No ônibus, uma suave fragrância invade o clima quase politicamente correto. Temperatura a vinte e poucos graus e um espaço absolutamente inodoro. O perfume tem endereço certo. O banco ao lado, de um azul fortemente escuro, é banhado pelo grená do vestido daquela morena de rabo-de-cavalo bem ao estilo dos anos 90 do século passado e feições enigmáticas, cujos olhos escondiam-se sob delicados óculos escuros. Tudo nela esbanja leveza. É uma bailarina perto de ogros e eu sou toda a sua plateia.

O sapato é comportado. Sem saltos e escondendo os dedos dos pés.

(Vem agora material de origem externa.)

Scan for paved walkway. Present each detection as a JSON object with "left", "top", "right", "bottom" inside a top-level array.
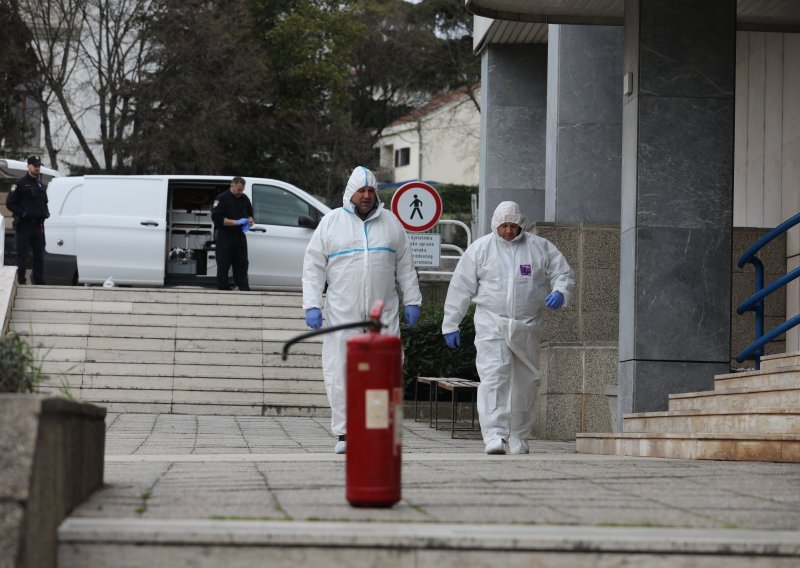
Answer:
[{"left": 71, "top": 414, "right": 800, "bottom": 532}]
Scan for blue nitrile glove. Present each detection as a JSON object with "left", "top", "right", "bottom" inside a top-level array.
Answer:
[
  {"left": 403, "top": 306, "right": 421, "bottom": 327},
  {"left": 444, "top": 331, "right": 461, "bottom": 349},
  {"left": 306, "top": 308, "right": 322, "bottom": 329},
  {"left": 544, "top": 290, "right": 564, "bottom": 310}
]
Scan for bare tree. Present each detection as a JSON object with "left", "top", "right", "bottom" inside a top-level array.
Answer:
[{"left": 19, "top": 0, "right": 156, "bottom": 171}]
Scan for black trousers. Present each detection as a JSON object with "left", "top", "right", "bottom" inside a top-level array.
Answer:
[
  {"left": 217, "top": 230, "right": 250, "bottom": 292},
  {"left": 16, "top": 222, "right": 45, "bottom": 284}
]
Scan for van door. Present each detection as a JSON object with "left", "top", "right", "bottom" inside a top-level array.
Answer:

Se há alguém presente com este tipo de tara, estará decepcionado com ela. O vestido na altura do joelho ressaltaria uma mulher comportada para trabalhar se no seu tronco não abrisse um imenso V de vitória para os amantes da oitava arte (já que já havia sete pré-determinadas antes mesmo do meu nascimento): a do corpo feminino.

Os seios não são fartos, mas as fendas em sua vestimenta, verdadeiros Grand Canyons da luxúria, revelam uma mulher moldada para o paraíso. Uma mulher sem a mínima necessidade de um photoshop, programa que se sentiria inútil se pudesse contemplar tamanha beleza.

Em suas mãos, o símbolo máximo da mulher gostosa. Quem pensa que a mulher gostosa bebe cerveja nos bares ou vinho nos restaurantes está enganado. Quem pensa que a mulher gostosa degusta mojitos nos points da moda ou o cosmopolitan nas boates do momento se banha na inocência ou é levado pela propaganda. A bebida da mulher gostosa é, pura e simplesmente, a Coca-Cola.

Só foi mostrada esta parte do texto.